Consensus Statement for the Management and Communication of High Risk Laboratory Results. 高风险化验结果的管理与沟通共识声明》（Consensus Statement for the Management and Communication of High Risk Laboratory Results）。

Clinical Biochemist Reviews Pub Date : 2015-08-01

Craig Campbell, Grahame Caldwell, Penelope Coates, Robert Flatman, Andrew Georgiou, Andrea Rita Horvath, Que Lam, Hans Schneider

引用次数: 0

Collective Opinion Paper on a 2013 AACB Workshop of Experts seeking Harmonisation of Approaches to Setting a Laboratory Quality Control Policy. 关于 2013 年 AACB 专家研讨会的集体意见书，寻求统一制定实验室质量控制政策的方法。

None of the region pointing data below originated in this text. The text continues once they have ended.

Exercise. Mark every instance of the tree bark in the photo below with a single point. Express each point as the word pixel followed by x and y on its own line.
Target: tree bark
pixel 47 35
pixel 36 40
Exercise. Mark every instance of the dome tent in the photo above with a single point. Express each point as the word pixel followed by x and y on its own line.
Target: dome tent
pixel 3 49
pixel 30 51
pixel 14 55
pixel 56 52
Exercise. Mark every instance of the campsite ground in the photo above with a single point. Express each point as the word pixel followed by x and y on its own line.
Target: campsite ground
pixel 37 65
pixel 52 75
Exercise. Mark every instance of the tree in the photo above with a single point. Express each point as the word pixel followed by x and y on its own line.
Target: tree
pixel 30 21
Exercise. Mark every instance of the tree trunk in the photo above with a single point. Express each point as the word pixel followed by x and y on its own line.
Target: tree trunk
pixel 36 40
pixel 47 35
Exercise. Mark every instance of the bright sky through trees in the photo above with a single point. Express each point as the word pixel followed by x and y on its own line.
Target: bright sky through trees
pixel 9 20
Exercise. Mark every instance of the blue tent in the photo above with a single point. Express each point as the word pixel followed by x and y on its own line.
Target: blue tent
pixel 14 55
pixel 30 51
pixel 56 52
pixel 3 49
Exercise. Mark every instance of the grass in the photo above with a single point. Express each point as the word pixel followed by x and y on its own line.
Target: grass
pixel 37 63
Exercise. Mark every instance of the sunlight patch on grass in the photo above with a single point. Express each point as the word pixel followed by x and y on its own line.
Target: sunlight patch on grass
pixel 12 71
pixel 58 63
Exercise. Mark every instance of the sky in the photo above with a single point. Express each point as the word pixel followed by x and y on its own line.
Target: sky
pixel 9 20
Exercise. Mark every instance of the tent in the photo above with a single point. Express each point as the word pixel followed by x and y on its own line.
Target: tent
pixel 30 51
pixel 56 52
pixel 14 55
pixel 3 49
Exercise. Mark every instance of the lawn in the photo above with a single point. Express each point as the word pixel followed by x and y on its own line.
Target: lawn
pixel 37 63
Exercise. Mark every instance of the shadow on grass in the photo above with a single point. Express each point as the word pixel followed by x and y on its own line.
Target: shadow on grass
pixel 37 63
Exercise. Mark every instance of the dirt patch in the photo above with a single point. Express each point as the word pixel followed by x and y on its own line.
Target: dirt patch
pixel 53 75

Clinical Biochemist Reviews Pub Date : 2015-08-01

Graham Jones, John Calleja, Douglas Chesher, Curtis Parvin, John Yundt-Pacheco, Mark Mackay, Tony Badrick

引用次数: 0

Steroid Receptor-Associated Immunophilins: A Gateway to Steroid Signalling. 类固醇受体相关的亲免疫蛋白:类固醇信号传导的通道。

Clinical Biochemist Reviews Pub Date : 2015-05-01

Thomas Ratajczak, Carmel Cluning, Bryan K Ward

引用次数: 0

Regional Variation in Analytical Techniques used in the Diagnosis and Monitoring of Porphyria: a Case for Harmonisation? 在卟啉症诊断和监测中使用的分析技术的区域差异:一个协调的案例?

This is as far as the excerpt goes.